The common law of England so far as it was not repugnant to, or in conflict with, the constitution or laws of the United States, or the constitution or laws of this state, and so far only as it is consistent with and adapted to the natural and physical conditions of this state and the necessities of the people hereof, is hereby adopted and shall be the rule of decision in all courts of this state.

[9] Specifically, section 874A states that

[w]hen a legislative provision protects a class of persons by proscribing or requiring certain conduct but does not provide a civil remedy for the violation, the court may, if it determines that the remedy is appropriate in furtherance of the purpose of the legislation and needed to assure the effectiveness of the provision, accord to an injured member of the class a right of action, using a suitable existing tort action or a new cause of action analogous to an existing tort action.

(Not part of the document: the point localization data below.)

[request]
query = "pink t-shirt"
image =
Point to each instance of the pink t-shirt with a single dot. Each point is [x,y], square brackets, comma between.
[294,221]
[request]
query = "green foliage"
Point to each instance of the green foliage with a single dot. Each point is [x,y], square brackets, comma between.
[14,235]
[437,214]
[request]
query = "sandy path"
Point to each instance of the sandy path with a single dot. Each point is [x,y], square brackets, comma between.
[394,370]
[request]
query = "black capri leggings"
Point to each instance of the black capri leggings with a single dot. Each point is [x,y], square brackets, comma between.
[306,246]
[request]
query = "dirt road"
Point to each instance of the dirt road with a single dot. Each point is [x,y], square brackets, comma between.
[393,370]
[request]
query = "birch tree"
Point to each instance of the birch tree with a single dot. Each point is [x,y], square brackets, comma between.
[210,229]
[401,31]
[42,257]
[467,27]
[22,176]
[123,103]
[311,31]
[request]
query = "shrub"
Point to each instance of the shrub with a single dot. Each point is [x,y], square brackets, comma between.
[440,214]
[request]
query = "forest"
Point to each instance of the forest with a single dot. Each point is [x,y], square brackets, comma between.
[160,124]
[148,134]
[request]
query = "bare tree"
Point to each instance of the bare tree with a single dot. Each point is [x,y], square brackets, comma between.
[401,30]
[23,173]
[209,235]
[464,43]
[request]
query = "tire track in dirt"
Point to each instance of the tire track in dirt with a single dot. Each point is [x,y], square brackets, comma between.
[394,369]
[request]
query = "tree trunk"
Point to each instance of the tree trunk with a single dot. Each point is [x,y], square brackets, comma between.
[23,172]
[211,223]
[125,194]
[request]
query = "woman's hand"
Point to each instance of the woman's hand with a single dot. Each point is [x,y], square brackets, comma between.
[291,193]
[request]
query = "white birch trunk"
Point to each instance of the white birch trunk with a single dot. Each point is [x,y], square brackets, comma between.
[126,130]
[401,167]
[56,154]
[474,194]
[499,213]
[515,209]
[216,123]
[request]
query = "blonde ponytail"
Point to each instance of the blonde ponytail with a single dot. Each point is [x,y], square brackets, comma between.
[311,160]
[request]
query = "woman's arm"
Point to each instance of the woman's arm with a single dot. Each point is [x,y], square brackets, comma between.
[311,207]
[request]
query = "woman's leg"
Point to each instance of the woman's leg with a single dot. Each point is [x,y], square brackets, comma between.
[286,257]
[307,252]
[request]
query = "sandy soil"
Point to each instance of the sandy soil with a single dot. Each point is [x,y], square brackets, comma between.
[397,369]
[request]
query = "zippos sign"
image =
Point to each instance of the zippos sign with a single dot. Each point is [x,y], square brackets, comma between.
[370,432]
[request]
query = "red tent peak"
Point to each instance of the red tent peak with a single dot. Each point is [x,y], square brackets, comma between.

Comment (a) explains that the term "legislative provision" includes constitutional provisions.

[10] We do not reach the question of whether existing federal law remedies should preclude a state court from awarding damages for a state constitutional tort. See Bott, 922 P.2d at 735 (noting that plaintiff filed a claim under 42 U.S.C. § 1983, but not discussing how that fact affects the availability of damages); cf. Binette v. Sabo, 244 Conn. 23, 710 A.2d 688, 707-08 (1998) (Callahan, C.J., concurring and dissenting) (arguing that the relevant inquiry is whether the plaintiff lacks a state remedy).

[11] In this regard, procedural due process claims would appear to be particularly amenable to redress through equitable means. Such relief can be precisely tailored to grant the very thing a plaintiff alleges has been wrongfully denied-due process. For example, a court can generally require the offending party to redo correctly the "procedure" that allegedly lacked the mandated safeguards. See, e.g., Rockhouse Mountain Property Owners Ass'n v. Town of Conway, 127 N.H. 593, 503 A.2d 1385, 1388 (1986).

[12] In fact, forceful arguments have been made that equitable relief is often a more appropriate remedy for constitutional torts than are damages. See Vicki C. Jackson, The Supreme Court, the Eleventh Amendment, and State Sovereign Immunity, 98 Yale L.J. 1, 91-94 (1988); Christina Whitman, Constitutional Torts, 79 Mich.L.Rev. 5, 47-56 (1980); see also Susan Bandes, Reinventing Bivens: The Self-Executing Constitution, 68 S.Cal.L.Rev. 289, 294 (1995) ("[I]n many cases damages are not the most appropriate or effective remedy; declaratory or injunctive relief is preferable.").